Rising Interest Rates

    There few things in the purchasing of a home that will have as significant an impact as the changing of interest rates over time. This can lead to a broad question of when to buy your home and what type of financing to secure. It is best to speak with your financial advisor and mortgage broker before making any large purchases but here are a few ideas on how the big picture is moving over the last few months.

    With unsettled overseas financial matters, caused in part by the administration’s import tariffs on products such as steel and aluminum, have caused investors to look for safe haven investments such as mortgage-based securities. This is a fear based reduction in interest rates as demand for these securities increases but if confidence in traditional currencies and trade returns interest rates may return to their naturally higher rate as they are currently at an artificial four-month low.

    Another consideration is a slowdown in the previously-owned home market. This slowdown is coming at the tail end of 77 straight months of increases home prices according to the National Association of Realtors. When combined with a steadily rising interest rate this is reducing the pool of available buyers which in turn puts pressure on the lending market to keep rates low while home prices stay inflated.

    Looking further at the effects of recent trade policies, increases in tariffs will increase the cost of production for domestic products and imported products.

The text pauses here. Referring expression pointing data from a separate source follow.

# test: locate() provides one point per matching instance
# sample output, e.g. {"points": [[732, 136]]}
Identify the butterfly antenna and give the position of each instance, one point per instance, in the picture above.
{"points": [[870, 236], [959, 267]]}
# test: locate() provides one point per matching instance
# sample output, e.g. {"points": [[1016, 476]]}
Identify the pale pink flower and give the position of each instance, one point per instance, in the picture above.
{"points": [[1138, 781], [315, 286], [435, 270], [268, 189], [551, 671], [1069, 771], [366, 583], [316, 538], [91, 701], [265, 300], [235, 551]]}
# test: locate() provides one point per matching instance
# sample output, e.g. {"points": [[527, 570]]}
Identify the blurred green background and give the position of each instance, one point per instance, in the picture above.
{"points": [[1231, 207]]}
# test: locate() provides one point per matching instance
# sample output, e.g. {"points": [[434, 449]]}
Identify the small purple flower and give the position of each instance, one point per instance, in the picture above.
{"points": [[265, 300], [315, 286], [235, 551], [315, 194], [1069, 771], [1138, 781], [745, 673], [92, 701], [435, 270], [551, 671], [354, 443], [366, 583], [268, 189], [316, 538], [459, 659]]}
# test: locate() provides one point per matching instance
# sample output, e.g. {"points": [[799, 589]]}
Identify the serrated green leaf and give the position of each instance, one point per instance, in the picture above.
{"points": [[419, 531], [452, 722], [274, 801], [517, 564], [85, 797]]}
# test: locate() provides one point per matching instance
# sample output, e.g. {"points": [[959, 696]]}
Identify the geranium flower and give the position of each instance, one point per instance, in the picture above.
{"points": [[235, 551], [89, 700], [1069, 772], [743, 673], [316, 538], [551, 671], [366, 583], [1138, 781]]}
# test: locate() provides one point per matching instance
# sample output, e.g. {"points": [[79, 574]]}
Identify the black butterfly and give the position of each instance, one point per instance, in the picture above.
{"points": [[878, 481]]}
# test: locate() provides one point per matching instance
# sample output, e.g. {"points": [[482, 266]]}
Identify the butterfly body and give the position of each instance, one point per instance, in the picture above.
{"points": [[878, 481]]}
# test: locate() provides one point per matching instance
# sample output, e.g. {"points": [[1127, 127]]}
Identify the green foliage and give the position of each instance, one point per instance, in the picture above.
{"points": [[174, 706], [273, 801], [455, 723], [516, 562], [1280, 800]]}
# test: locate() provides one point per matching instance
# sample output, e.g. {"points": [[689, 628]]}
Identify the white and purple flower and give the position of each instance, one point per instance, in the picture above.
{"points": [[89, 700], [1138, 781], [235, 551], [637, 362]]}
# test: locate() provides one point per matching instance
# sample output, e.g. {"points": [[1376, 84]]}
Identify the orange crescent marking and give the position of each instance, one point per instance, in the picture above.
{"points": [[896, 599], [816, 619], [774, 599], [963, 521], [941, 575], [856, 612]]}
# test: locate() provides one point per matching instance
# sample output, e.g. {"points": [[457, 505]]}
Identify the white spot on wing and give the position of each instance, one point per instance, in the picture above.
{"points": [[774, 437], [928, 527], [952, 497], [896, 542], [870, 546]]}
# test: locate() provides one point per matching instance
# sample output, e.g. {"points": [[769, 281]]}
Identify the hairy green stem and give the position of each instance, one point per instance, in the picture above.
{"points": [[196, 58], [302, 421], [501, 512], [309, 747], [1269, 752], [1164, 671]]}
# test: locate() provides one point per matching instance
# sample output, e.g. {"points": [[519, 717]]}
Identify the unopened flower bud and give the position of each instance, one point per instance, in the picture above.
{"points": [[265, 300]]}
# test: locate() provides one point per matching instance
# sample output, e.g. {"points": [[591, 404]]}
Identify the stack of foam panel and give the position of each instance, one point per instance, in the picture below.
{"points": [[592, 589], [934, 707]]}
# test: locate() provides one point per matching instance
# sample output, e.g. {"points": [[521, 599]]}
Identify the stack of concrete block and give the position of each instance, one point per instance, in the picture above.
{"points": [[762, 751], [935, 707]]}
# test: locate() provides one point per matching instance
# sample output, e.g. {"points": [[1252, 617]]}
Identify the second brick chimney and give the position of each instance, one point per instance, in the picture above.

This increase in consumer goods may be met with inflation which in turn would be matched with a rise in mortgage interest rates.

    There is a chance that rates will lower if the effects on the economy prove to be detrimental and a recession occurs. If this happens then, the pressure will be placed on the Federal Open Market Committee to reduce interest rates to assist the struggling economy in its recovery. Without such an adverse event affecting future rates, it is highly probable that rates will be working to increase their way back to the rates held before the 2007 housing bubble.

    What you can do about this. Of course, as a Realtor, my advice is to buy a house, but let’s be a little more conservative when we say this. My opinion is to speak with your financial advisor and let them guide you in selecting the right type of financing or re-financing for your home that will best match these changing interest rates. Good arguments are made for both fixed rates and adjustable rates in periods of rising interest rates, but you can only decide if you have all the information.